Patrick takes a similar attitude – she can’t dictate what the media does or who people want to see.

“I can’t control what people focus their attention on, what they talk about, and what is said to the other drivers, what is asked to the other drivers,” Patrick said. “I’m sure they do get questions. I don’t really know the extent of that. My hope is they think about my relationship with them as a friend and as a competitor.”

That’s the way Sadler approaches it. He sees Patrick as a solid competitor, one who set a NASCAR national series standard for a female driver with a fourth-place finish at Las Vegas in March 2011.

“It’s awesome,” he said. “She’s going to be one of the biggest names in our sport. She is one of the biggest names in the Nationwide Series, if not the biggest, and that’s great with me.
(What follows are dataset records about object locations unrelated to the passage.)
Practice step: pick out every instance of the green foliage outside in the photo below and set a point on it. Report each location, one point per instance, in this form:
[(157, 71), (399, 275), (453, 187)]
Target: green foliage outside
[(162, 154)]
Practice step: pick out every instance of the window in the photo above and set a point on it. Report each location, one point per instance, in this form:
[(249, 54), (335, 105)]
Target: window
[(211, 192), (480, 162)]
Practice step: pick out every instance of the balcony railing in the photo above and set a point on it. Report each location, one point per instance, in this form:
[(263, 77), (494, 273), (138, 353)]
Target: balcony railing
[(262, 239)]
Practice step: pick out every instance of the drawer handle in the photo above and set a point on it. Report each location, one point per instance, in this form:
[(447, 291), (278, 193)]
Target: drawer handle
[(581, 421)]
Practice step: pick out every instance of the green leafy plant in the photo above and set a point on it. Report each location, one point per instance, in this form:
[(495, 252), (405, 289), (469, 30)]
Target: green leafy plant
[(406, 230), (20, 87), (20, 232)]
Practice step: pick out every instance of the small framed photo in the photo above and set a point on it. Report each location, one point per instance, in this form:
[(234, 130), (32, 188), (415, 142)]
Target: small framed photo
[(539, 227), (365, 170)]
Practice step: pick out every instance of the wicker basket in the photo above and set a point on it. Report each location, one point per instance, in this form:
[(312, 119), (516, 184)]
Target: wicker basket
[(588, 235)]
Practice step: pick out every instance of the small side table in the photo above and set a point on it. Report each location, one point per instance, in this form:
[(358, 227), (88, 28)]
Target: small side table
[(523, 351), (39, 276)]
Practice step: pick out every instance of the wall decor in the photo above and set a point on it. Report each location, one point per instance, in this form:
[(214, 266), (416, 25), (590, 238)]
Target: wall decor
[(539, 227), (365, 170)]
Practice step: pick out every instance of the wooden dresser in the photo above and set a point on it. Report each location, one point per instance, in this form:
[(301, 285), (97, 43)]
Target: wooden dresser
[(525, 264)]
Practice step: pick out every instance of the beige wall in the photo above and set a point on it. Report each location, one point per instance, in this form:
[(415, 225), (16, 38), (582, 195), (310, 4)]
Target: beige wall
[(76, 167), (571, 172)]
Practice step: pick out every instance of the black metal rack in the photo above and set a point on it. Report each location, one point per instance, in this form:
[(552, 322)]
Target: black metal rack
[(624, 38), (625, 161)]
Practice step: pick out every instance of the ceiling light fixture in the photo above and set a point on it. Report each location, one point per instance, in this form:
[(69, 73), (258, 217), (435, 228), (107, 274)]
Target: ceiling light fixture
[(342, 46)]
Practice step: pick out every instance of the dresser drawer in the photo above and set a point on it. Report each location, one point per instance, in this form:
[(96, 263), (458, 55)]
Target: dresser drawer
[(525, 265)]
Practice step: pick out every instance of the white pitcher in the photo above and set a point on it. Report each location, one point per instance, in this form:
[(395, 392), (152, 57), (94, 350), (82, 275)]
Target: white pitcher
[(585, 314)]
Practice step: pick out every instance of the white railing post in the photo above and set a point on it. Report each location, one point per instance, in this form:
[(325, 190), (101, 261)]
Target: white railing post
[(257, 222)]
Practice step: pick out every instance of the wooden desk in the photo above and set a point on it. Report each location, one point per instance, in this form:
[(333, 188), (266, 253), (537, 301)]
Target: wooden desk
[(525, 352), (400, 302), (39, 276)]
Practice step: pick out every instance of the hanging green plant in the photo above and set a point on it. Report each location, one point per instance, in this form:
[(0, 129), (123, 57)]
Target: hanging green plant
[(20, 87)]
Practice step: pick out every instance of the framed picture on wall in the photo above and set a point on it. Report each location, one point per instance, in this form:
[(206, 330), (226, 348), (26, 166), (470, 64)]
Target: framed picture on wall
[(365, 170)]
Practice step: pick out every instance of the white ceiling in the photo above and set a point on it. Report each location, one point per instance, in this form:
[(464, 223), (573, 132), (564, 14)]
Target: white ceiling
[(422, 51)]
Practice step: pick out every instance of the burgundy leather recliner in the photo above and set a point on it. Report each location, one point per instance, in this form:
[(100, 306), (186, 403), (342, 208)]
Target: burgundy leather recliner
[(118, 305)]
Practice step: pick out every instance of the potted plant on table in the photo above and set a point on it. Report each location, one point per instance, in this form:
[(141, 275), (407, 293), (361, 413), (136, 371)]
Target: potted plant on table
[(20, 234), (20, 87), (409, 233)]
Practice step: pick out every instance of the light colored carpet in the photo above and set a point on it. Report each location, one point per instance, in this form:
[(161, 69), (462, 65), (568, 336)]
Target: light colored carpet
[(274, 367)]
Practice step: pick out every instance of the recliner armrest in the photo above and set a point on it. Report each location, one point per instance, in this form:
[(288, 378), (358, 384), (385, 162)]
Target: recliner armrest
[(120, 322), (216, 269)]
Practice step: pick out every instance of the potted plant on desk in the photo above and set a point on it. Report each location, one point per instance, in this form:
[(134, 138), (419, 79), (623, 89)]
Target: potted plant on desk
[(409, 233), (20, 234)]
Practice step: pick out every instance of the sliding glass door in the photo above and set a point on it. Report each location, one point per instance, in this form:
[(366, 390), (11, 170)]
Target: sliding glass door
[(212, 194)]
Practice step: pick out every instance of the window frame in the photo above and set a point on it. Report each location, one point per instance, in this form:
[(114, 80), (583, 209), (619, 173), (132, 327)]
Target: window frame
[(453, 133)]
“She’s going to bring more sponsor attention, more fan attention. And she can drive. In the last two years, she’s probably the most improved race-car driver that we have in the whole circuit.”

The other drivers hope that if Patrick drives ratings, then they will have more opportunities to attract sponsors.

“Obviously in a time where it’s hard to engage fans with all sports, you have to have that upper edge,” Allgaier said. “Obviously she’s a huge media draw. We’re glad to have her. She’s competitive as well.”

And for what it’s worth, Patrick says the team name that Stenhouse gave the group is not her perception of the series.

“When Ricky said something about that’s what it is [like], that’s not true,” Patrick said. “There’s tons of great racing out there and if I was out there by myself, nobody would be watching. Trust me.

“I don’t agree [with him]. I do get a little uncomfortable sometimes but only because I don’t want them to think I agree with that. There’s a lot of great personalities and drivers, and they all make the series, that’s for darn sure.”